2026年度から、JR東日本は、旅客輸送量などの統計データの算出方法を見直します。
その大きなポイントが、インターネット予約サービス えきねっと で行われた「乗車変更」や「払いもどし」を、旅客輸送量の算定に正確に反映させるというものです。
一見すると地味な変更ですが、実はこの見直し、路線ごとの輸送密度や利用実態の数字に少なからず影響を与える可能性があります。
JR東日本ホームページ
これまでの旅客輸送量のカウント方法
これまでの統計では、
- えきねっとで購入された乗車券
- 新幹線や在来線特急の自由席特急券
について、変更や払いもどしが発生しても、統計上は「利用された」と扱われるケースがありました。
特に、
- 予定変更で乗らなかった
- 別の列車に変更した
- 最終的に旅行自体を取りやめた
といったケースでも、統計データ上は「輸送実績」として残る場合があり、
実際の利用状況と数字にズレが生じていたのが実情です。
2026年度から何が変わるのか
今回の見直しでは、
- えきねっと上での変更・払いもどし情報
- 実際に乗車されたかどうか
といったデータを統計に反映し、
「実際に使われた分だけを旅客輸送量としてカウント」する方式に変更されます。
これにより、
- 駅別の乗車人員
- 路線別の輸送量
- 路線ごとの輸送密度
といった数字が、より実態に近いものになるとされています。
プレスリリースによると、2025年度の数値については一旦従来の方法で計算し、後日「えきねっと」の情報を反映した数値で再度発表するとされています。

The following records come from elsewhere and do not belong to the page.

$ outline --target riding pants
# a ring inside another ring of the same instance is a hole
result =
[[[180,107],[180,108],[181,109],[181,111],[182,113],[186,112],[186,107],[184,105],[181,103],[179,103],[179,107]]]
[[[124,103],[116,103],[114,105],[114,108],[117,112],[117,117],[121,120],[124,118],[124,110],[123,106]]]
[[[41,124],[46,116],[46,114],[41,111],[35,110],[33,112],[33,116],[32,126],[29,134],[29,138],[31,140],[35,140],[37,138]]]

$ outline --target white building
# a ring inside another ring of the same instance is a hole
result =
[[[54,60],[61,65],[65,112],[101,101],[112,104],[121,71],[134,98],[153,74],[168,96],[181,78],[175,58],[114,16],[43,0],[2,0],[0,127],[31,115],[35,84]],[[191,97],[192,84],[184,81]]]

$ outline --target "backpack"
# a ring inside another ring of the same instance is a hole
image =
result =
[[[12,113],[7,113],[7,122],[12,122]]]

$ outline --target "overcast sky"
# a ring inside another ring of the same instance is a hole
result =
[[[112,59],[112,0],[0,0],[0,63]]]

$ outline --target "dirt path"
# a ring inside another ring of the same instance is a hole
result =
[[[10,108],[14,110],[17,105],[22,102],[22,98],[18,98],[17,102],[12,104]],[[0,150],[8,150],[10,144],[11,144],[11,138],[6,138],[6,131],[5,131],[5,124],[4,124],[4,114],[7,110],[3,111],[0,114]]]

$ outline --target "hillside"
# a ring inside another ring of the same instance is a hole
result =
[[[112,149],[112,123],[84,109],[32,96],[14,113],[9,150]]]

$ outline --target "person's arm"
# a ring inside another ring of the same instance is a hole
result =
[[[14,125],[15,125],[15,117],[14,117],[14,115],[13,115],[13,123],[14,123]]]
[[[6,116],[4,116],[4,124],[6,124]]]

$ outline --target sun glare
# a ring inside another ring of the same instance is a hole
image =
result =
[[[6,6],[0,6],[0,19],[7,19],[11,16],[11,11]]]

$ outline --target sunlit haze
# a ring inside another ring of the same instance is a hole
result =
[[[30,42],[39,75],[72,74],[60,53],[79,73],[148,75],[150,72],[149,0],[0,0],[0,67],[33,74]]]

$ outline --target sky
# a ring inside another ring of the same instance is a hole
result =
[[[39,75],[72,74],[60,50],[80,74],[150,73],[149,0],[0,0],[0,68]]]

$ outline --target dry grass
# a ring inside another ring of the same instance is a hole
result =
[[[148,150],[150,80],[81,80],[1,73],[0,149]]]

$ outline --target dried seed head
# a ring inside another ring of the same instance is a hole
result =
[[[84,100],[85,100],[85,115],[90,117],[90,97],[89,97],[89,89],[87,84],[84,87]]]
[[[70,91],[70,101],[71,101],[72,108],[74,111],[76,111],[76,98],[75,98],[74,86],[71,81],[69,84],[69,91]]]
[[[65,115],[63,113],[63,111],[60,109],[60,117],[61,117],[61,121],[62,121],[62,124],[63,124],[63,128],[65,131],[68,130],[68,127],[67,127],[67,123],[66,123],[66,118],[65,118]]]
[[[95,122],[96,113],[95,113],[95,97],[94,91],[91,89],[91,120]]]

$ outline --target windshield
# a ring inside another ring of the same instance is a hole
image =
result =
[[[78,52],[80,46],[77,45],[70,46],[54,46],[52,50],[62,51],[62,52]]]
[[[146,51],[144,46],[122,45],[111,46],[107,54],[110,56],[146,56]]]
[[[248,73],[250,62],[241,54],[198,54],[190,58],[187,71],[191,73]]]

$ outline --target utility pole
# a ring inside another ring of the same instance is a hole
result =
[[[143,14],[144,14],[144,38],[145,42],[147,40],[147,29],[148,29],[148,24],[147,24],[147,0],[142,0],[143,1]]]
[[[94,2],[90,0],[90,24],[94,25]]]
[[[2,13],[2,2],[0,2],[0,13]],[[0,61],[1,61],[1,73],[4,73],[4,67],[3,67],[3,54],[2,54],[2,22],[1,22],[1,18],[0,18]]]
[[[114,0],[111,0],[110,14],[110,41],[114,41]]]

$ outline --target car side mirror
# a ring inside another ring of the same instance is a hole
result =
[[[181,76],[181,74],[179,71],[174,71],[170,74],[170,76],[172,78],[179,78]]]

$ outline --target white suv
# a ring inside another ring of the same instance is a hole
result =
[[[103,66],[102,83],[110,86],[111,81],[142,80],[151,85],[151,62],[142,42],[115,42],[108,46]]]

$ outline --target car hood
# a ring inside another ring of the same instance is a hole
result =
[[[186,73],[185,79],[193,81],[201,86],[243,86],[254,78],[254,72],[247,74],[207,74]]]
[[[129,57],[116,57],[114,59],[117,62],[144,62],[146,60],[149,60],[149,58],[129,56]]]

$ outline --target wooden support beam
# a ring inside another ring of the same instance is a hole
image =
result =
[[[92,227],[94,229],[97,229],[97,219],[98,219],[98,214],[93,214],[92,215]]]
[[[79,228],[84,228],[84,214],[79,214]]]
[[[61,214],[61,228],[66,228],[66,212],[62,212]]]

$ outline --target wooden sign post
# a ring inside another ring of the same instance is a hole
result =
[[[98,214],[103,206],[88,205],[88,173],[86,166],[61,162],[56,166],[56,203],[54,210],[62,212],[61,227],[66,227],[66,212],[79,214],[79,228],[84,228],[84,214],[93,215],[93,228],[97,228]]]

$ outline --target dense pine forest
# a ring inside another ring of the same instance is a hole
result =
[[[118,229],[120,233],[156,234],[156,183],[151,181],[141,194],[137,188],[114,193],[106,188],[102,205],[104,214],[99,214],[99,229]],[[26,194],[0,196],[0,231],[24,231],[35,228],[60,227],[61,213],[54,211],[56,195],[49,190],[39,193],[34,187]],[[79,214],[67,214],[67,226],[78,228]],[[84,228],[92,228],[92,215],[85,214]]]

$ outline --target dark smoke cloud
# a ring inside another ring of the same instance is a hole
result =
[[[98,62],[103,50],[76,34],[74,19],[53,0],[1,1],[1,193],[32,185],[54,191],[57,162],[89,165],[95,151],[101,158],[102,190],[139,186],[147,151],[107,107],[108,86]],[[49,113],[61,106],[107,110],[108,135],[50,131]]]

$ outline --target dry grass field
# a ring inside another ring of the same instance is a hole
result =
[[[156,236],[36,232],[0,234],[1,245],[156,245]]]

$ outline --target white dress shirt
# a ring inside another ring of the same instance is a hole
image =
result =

| 2026年1回目の発表 (2026年6月ごろ) | 2026年2回目の発表 (2026年7月以降) | |
| 2025年度実績 | 従来の計算方法 | 新しい計算方法 |
| 2024年度実績 | 従来の計算方法 | 新しい計算方法 |
よって、2026年の2回目の発表の数値では、2024年以降の数値と2023年以前の数値ではカウントの方式が変わることになり単純に比較はできなくなります。
輸送密度の数字は「小さく見える」可能性も
注意したいのは、
この変更によって 輸送密度などの数値が下がる可能性がある という点です。
ただし、これは
- 実際に利用者が急減する
- 路線が急に不人気になった
という意味ではありません。
これまで「乗っていない人」も含まれていた数字から、
純粋に実際の利用者数に近づくことで、
結果的に 数字が引き締まって見える というわけです。
地方ローカル線への影響は?
この見直しで特に気になるのが、
輸送密度を基準に議論されがちな地方ローカル線への影響です。
輸送密度は、
- 路線存廃の議論
- 利便性向上・投資判断
- 自治体との協議
などで重要な指標として使われることがあります。
今回の変更により、
- 「数字だけを見ると、これまでより利用が少ないように見える」
- 「説明なしに比較すると、前年割れに見える」
といったケースが出てくる可能性も否定できません。
今後は、
『2023年度以前の数字との単純比較は注意が必要』
という点を、利用者側も意識しておく必要がありそうです。
利用者に直接の影響はある?
この見直しによって、
- 運賃が変わる
- 予約方法が変わる
- えきねっとの使い方が変わる
といった 利用者への直接的な影響はありません。
あくまで
「統計の取り方の変更」であり、
鉄道の便利さや乗り心地が変わるわけではない点は安心材料です。
まとめ
数字は、時に「現実以上に重く」受け止められます。
今回の見直しは、JR東日本が 実態をより正確に把握しようとする姿勢とも言えますが、
一方で、数字だけが独り歩きしないような説明も、これまで以上に重要になりそうです。
2026年度以降に発表される輸送密度や利用実績を見る際は、
「カウント方法が変わった」という前提を、ぜひ頭に置いておきたいですね。